Gardening This Weekend: April 29, 2021
May is the time that plants grow the most actively. Temperatures are warming. Rainfall hopefully has come or will come to your part of Texas. And here are the things you’ll want to accomplish over the next three or four days.
• Nursery stock. Replace plants that were lost in the February cold, but choose types that will really match up with your landscaping goals. There have been rushes into nurseries this spring. If local nurseries don’t have what you need, wait for supplies to be replenished. If you have to wait until fall, that’s OK.
• New turf, from sod, plugs or seed. Soils are warm enough that the grass will start growing quickly, yet it’s still cool enough that you won’t have to worry about the tiny new roots drying out really quickly between waterings. Seedings, however, should be watered lightly daily for the first 10-15 days to be sure their brand new roots don’t dry in strong spring winds.
• Summer color as your cool-season crops play out.
• Perennials while nurseries still have good supplies. Plant into well-prepared garden soils since they’ll be remaining in place for a longer period of time.
• Remove frozen tops of shrubs and vines. You’ve given them enough time to commit to new growth. Reshape any new growth as needed to maintain plants’ natural growth forms.
• Crape myrtles are an exception. Some are still deciding to leaf out. Some are growing perfectly normally. Some have died back to the ground and need to be trimmed to remove the dead trunks so that sprouts can be trained to be the new trunks. See related story this issue.

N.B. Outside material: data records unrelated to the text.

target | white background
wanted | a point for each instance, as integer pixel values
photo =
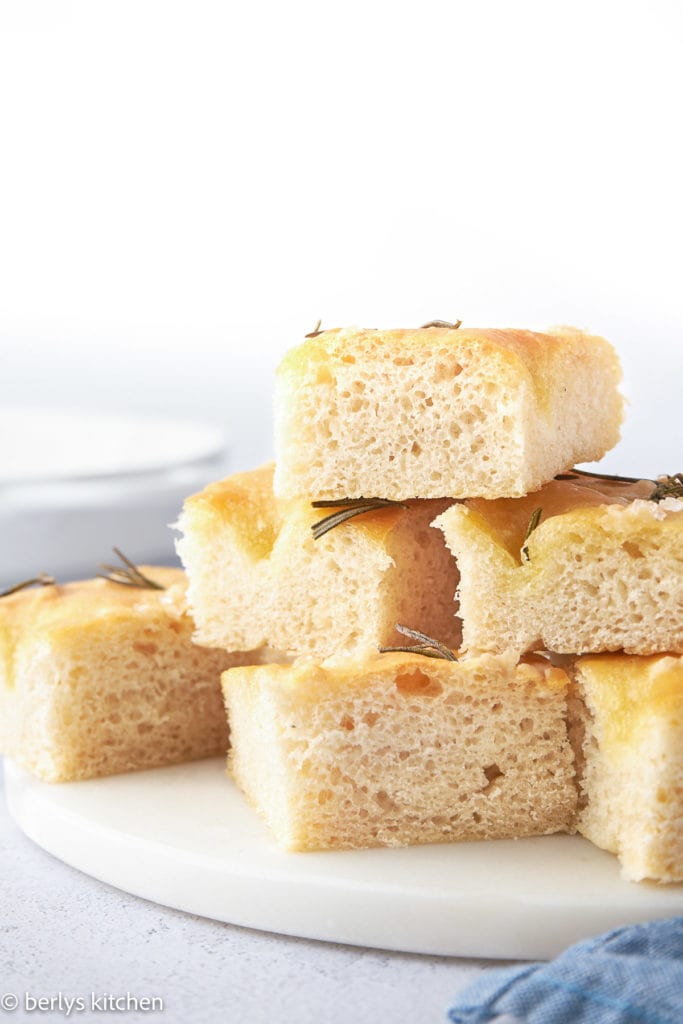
(186, 187)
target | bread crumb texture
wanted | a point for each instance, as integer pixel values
(428, 413)
(257, 577)
(602, 571)
(402, 750)
(631, 712)
(97, 678)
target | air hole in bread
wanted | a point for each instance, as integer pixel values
(385, 801)
(145, 648)
(418, 682)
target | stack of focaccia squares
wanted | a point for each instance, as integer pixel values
(469, 638)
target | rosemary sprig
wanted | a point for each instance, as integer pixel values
(667, 486)
(42, 580)
(128, 576)
(454, 327)
(608, 477)
(426, 645)
(316, 330)
(532, 523)
(347, 509)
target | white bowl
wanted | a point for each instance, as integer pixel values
(75, 484)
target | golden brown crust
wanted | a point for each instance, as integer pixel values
(434, 412)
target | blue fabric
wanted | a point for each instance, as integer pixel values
(629, 975)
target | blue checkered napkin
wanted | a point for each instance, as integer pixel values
(627, 976)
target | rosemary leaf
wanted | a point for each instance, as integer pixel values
(532, 523)
(667, 486)
(314, 333)
(426, 645)
(347, 509)
(453, 327)
(128, 576)
(42, 580)
(607, 477)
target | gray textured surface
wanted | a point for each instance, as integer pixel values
(63, 932)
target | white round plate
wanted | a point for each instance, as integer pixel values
(76, 484)
(183, 837)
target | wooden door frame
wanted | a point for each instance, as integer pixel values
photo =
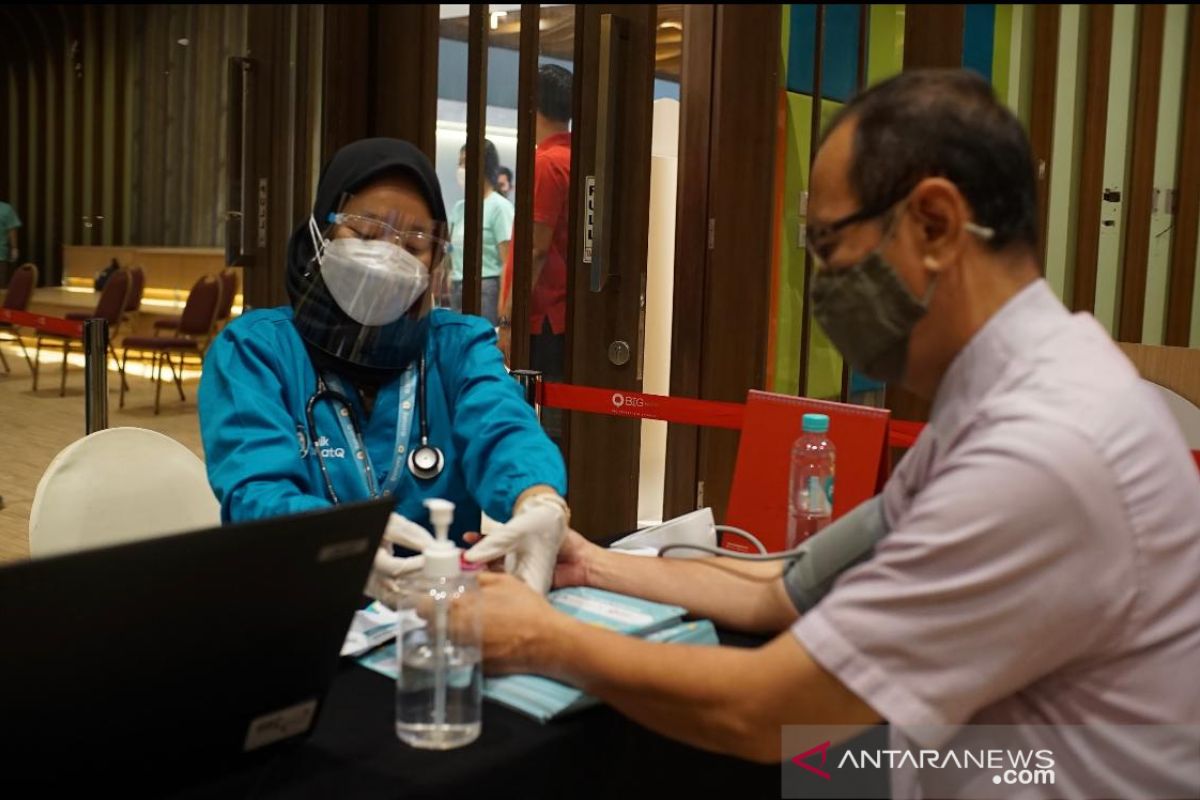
(679, 493)
(604, 452)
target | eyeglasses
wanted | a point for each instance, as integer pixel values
(415, 240)
(821, 240)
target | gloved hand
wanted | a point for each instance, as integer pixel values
(387, 575)
(533, 536)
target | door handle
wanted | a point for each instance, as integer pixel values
(598, 211)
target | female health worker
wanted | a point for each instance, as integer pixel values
(359, 388)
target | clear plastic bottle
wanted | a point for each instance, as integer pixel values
(810, 491)
(439, 683)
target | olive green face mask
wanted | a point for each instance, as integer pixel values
(868, 313)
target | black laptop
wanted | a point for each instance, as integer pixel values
(177, 657)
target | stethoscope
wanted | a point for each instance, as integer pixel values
(426, 462)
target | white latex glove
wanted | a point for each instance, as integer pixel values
(533, 537)
(389, 571)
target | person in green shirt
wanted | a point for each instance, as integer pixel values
(9, 252)
(498, 215)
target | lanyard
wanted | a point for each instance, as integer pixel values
(403, 426)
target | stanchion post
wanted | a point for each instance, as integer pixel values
(95, 349)
(531, 384)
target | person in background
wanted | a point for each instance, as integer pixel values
(504, 182)
(360, 389)
(497, 235)
(1039, 559)
(551, 202)
(10, 253)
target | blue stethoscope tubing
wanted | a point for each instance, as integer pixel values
(426, 462)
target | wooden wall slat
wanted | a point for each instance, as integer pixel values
(933, 35)
(1181, 280)
(691, 250)
(1139, 202)
(1091, 179)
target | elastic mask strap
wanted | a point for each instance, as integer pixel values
(318, 247)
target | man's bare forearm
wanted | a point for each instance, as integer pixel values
(738, 595)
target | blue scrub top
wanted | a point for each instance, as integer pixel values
(261, 457)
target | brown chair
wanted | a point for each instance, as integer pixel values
(137, 288)
(196, 328)
(21, 292)
(228, 292)
(109, 307)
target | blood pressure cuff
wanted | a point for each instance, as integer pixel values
(831, 552)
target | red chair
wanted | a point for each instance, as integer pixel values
(109, 307)
(21, 292)
(197, 325)
(228, 292)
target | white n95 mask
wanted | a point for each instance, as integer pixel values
(373, 281)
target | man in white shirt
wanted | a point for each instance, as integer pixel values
(1042, 565)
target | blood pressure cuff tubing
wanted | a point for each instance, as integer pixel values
(831, 552)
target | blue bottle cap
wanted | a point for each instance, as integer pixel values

• Do not prune oaks yet. Do not allow companies to inject products into their trunks. Just sit tight! Oaks are leafing out at curiously erratic rates, but most are indeed leafing out. Use only certified arborists. Don’t ever use the services of “door-knocking guys in trucks.” Check credentials. Watch here in the next 2-3 weeks for the words of some of Texas’ finest professional tree experts.
• Flowers and vegetables with all-nitrogen fertilizer similar to what you would apply to turfgrass. You might even want to apply a water-soluble, high-nitrogen product for quickest feeding.
• Turf with all-nitrogen, high-quality lawn food with upwards of half of its nitrogen in slow-release form.
• Same fertilizer to trees by making an extra pass beneath the trees while running your spreader over the turf. The trees’ roots are in the same soil. They will compete quite well.
• All of your shrubs and groundcover beds with the same fertilizer. (Yes – one fertilizer may be all that most home gardeners will need for almost all of the plants that they’re growing.)
ON THE LOOKOUT
• Aphids on tender new growth of almost any type of plant. They will always be in clustered populations with pear-shaped bodies. Most general-purpose organic or inorganic insecticides (except Sevin) will control them, or you may be able to blast them off with a hard stream of water.
• Snails, slugs and pillbugs eating holes in tender, new foliage, usually at night. Control with dust or baits, or sink pie pan filled with beer flush with soil. They will be attracted to the fermenting smell and will drown in the pan.
• Galls causing distorted growths on leaves and twigs of oaks, pecans and other trees. No harm. No preventive or cure.
• Non-grassy weeds such as clover and dandelions. Control with broadleafed weedkiller spray containing 2,4-D.
• Annual grassy weeds Poa annua (annual bluegrass) and rescuegrass. There is no control now, but they will soon die as temperatures climb up toward 90F. Prevent the next generation with pre-emergent applied between August 25 and September 5.